Al convertirse en anunciadores felices del Evangelio a sus conciudadanos, los fieles laicos descubren que hay muchos corazones que el Espíritu Santo ya ha preparado para acoger su testimonio, su cercanía, su atención. En la ciudad existe a menudo un terreno de apostolado mucho más fértil de lo que muchos se imaginan. Por consiguiente, es importante cuidar la formación de los laicos: educarlos para que tengan esa mirada de fe, llena de esperanza, que sepa ver la ciudad con los ojos de Dios. Ver la ciudad con los ojos de Dios. Animarlos a vivir el Evangelio, sabiendo que toda vida cristianamente vivida tiene siempre un fuerte impacto social. Al mismo tiempo, es necesario alimentar su deseo de testimonio, para que puedan dar con amor a los demás el don de la fe que han recibido, acompañando con afecto a sus hermanos que dan los primeros pasos en la vida de fe. En una palabra, los laicos están llamados a vivir un protagonismo humilde en la Iglesia y convertirse en fermento de vida cristiana para toda la ciudad.
Es importante, además, que en este renovado impulso misionero hacia la ciudad los fieles laicos, en comunión con sus pastores, propongan el corazón del Evangelio, no sus "apéndices". También el entonces obispo Montini, a los participantes en la gran misión ciudadana de Milán, les hablaba de la "búsqueda de lo esencial", e invitaba a ser, ante todo nosotros mismos, "esenciales", es decir, auténticos, genuinos, y a vivir lo que cuenta verdaderamente (cf. Discorsi e scritti milanesi 1954-1963, Instituto Pablo VI, Brescia-Roma, 1997-1998, p. 1483). Sólo así se puede proponer con su fuerza, su belleza y su sencillez, el anuncio liberador del amor de Dios y de la salvación que Cristo nos ofrece. Sólo así se va con actitud de respeto hacia las personas; se ofrece lo esencial del Evangelio.

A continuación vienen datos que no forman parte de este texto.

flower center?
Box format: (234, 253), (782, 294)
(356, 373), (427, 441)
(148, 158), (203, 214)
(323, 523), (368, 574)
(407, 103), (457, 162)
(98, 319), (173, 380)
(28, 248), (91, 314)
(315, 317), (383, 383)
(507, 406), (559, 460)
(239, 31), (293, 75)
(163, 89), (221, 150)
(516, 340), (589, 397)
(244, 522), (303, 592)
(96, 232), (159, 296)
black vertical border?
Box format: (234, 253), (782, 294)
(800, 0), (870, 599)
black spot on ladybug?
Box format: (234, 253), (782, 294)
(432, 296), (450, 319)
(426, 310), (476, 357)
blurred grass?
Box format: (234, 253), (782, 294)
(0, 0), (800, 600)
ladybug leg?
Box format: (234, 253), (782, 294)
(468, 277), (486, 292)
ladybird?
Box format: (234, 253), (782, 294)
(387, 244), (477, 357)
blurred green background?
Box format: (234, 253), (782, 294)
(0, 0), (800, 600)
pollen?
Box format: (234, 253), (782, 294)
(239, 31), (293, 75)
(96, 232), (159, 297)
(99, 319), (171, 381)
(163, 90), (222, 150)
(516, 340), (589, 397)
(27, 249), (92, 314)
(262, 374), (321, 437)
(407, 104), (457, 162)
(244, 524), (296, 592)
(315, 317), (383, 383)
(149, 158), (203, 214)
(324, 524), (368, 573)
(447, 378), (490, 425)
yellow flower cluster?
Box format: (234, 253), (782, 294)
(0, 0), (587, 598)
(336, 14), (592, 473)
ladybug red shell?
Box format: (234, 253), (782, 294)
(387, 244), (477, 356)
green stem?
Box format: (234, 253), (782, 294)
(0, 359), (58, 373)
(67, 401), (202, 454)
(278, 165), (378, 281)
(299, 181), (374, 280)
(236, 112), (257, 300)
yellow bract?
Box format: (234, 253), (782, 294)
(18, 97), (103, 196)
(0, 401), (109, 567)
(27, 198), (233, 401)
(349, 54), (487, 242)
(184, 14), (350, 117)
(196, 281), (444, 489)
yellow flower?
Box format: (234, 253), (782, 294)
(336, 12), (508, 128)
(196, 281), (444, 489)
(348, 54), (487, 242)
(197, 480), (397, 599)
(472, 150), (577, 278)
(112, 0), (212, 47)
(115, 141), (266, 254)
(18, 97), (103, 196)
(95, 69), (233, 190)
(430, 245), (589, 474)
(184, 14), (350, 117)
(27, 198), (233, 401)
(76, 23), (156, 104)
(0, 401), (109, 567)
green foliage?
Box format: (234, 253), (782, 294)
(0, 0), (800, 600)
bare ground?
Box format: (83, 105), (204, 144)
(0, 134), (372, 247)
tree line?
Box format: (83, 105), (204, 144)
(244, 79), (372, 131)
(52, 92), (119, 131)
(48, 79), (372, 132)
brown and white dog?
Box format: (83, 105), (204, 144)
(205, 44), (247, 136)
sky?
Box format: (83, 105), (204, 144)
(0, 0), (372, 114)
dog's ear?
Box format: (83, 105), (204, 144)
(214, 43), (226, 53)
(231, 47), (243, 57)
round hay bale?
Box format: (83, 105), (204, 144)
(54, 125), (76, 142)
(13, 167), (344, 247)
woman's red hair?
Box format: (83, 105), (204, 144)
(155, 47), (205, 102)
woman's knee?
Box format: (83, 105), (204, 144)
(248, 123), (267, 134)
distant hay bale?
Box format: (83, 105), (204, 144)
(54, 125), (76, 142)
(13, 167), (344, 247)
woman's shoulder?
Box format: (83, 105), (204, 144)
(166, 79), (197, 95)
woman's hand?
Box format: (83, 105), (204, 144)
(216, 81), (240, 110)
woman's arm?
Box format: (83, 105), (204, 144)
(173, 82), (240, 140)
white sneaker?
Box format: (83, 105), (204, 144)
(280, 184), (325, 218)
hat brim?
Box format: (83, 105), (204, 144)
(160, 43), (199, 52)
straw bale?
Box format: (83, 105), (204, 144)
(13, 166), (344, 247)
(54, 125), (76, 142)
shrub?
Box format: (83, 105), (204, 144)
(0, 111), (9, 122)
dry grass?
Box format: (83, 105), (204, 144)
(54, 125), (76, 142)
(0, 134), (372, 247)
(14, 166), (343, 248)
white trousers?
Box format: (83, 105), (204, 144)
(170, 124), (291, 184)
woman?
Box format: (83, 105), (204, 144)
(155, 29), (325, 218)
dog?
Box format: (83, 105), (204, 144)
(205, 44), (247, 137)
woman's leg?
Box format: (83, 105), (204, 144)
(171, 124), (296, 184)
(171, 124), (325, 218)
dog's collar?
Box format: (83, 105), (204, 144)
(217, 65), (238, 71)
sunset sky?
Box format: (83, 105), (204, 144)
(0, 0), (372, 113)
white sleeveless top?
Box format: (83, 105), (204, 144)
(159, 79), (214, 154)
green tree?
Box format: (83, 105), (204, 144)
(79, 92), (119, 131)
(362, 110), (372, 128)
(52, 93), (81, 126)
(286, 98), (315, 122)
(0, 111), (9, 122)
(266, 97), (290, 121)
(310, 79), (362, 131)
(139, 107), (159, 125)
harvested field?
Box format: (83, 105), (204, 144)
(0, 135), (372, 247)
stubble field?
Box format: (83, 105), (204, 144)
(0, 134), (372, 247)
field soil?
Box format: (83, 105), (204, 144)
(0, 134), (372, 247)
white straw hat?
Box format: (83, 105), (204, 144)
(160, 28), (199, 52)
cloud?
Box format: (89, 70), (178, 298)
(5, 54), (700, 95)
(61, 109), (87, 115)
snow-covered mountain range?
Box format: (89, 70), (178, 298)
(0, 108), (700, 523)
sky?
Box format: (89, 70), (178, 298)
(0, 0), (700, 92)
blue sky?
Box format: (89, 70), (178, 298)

Encomiendo vuestro trabajo y vuestros proyectos a la protección maternal de la Virgen María, peregrina junto a su Hijo en el anuncio del Evangelio de aldea en aldea, de ciudad en ciudad, y os imparto de corazón mi bendición a todos vosotros y a vuestros seres queridos. Y, por favor, no os olvidéis de rezar por mí. Gracias.